Sharapova blasts into history books
The Russian has rediscovered her winning touch at right time
There was only one moment here yesterday when doubt crossed Maria Sharapova's face during her quest to win the French Open title for the first time – and it came moments after completing her 6-3, 6-2 victory over Sara Errani. "Would you please welcome the runner-up," the on-court announcer said at the presentation ceremony. "Maria Sharapova!"
For a nano-second the thought seemed to cross Sharapova's mind that her victory had been a cruel dream, but Errani, an ironic smile on her face, rose to receive her trophy. The world No 24, who was the lowest ranked player to reach the final here since the rankings were launched 37 years ago, never looked capable of stopping Sharapova's quest to become the tenth woman in history to have won all four Grand Slam titles.
The Russian had too much power and too much experience of the big-match occasion for an opponent who had never gone previously gone beyond the quarter-finals of a Grand Slam tournament and had won only one match in five previous visits to Roland Garros. Four and a half years after winning her last Grand Slam title, Sharapova has completed her comeback in style, her first Roland Garros title complemented by her return to the No 1 position in tomorrow's updated world rankings list.
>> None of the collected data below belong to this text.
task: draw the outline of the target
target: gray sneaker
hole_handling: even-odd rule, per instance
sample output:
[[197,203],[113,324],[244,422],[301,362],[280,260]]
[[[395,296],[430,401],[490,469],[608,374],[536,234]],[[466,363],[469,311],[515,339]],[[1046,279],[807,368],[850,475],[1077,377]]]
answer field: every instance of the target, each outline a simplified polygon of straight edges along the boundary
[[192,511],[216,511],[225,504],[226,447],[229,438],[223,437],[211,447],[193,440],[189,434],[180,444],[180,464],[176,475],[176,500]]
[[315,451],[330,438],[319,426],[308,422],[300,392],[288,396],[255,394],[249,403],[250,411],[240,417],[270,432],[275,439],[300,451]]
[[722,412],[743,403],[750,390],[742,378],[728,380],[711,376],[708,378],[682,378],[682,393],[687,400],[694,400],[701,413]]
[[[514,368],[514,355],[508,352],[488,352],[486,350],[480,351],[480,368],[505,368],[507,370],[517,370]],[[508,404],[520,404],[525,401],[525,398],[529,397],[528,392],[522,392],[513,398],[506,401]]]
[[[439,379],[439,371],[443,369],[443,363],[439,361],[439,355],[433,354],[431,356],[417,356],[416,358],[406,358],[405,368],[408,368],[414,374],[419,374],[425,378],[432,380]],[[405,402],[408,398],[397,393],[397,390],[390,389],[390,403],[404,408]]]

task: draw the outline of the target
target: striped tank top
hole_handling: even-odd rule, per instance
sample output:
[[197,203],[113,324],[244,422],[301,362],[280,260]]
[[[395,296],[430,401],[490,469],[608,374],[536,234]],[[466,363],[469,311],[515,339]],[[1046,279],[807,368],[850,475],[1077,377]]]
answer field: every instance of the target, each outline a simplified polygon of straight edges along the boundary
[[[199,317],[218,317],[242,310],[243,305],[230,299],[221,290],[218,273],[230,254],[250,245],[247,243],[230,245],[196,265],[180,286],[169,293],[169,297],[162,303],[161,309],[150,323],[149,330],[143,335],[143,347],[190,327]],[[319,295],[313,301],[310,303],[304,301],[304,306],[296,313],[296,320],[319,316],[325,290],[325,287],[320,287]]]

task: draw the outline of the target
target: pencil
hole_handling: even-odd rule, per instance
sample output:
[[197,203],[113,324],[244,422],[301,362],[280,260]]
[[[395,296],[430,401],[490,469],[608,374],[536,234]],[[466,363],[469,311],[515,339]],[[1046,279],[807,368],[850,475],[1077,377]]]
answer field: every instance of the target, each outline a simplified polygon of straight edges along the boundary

The 25-year-old, who has topped the list of the world's highest-earning sportswomen since 2004, hardly needs tennis given her blossoming interests in fashion and business, but has worked tirelessly after spending nine months out of the game following shoulder surgery four years ago. Just as impressively, she has learned to master clay, a surface on which she once admitted made her feel like "a cow on ice".
Sharapova described this victory as "surreal, the most unique moment I've experienced in my career". She explained: "I never thought I would have that. When I won Wimbledon at 17, I thought that would be the most treasured moment of my career, but when I fell down on my knees today I realised that this was extremely special, and even more so.
"I proved that no matter how many punches I took in my career, I've always got back up. I never made excuses for me, not to myself, not to people. I always relied on my own talent, on the help of my team. At the end of the day, that's really what gets me through and gets me up. I have a tremendous amount of belief and pride in what I do. I love my work. I love playing tennis.
"I could have said: 'I don't need this. I have money. I have fame. I have victories. I have Grand Slams'. But when your love for something is bigger than all those things, you continue to keep getting up in the morning when it's freezing outside."
Now the Russian would love nothing more than to win her second Wimbledon title in four weekends' time. Asked if winning here might give her inspiration at the All England Club, Sharapova said: "What do you think? I'm going to retire? This is going to give me so much motivation."
Errani, who will jump 14 places to No 10 tomorrow, has proved herself a great battler over the last fortnight, but the 5ft 4in Italian was all too often overpowered by the 6ft 2in Russian, who belted 37 winners to Errani's 12.
When Sharapova raced into a 4-0 lead there were fears that this might be as one-sided as some other recent women's Grand Slam finals, but Errani demonstrated her fighting spirit, even if it took double faults by the Russian in one game to launch her comeback. Errani recovered to 4-2 and saved two set points when serving at 2-5, but Sharapova was not to be denied, converting her third set point in the following game by cracking a backhand winner down the line.
The second set followed a similar pattern. Sharapova again took the initiative, breaking serve in the opening game, before Errani demonstrated some resilience. Sharapova broke serve for the fifth and final time to serve for the match at 5-2, though once more her opponent refused to lie down.
A superb forehand winner by Sharapova when at full stretch set up the first match point, which she failed to convert by hitting a forehand long. An ace created a second, which Errani saved with an audacious drop shot. The crowd, who were warming to the contest, broke into a chant of "Sara! Sara!" Sharapova, however, moved to match point number three with another ace and this time Errani's attempted drop shot fell into the net.
Sharapova sank to her knees and held her head in her hands before looking around in apparent disbelief. The Russian's post-match celebrations often seem choreographed, but on this occasion she could not stop jumping up and down in a show of pure joy. Her journey back to the top has been long and difficult, but this made it all worthwhile.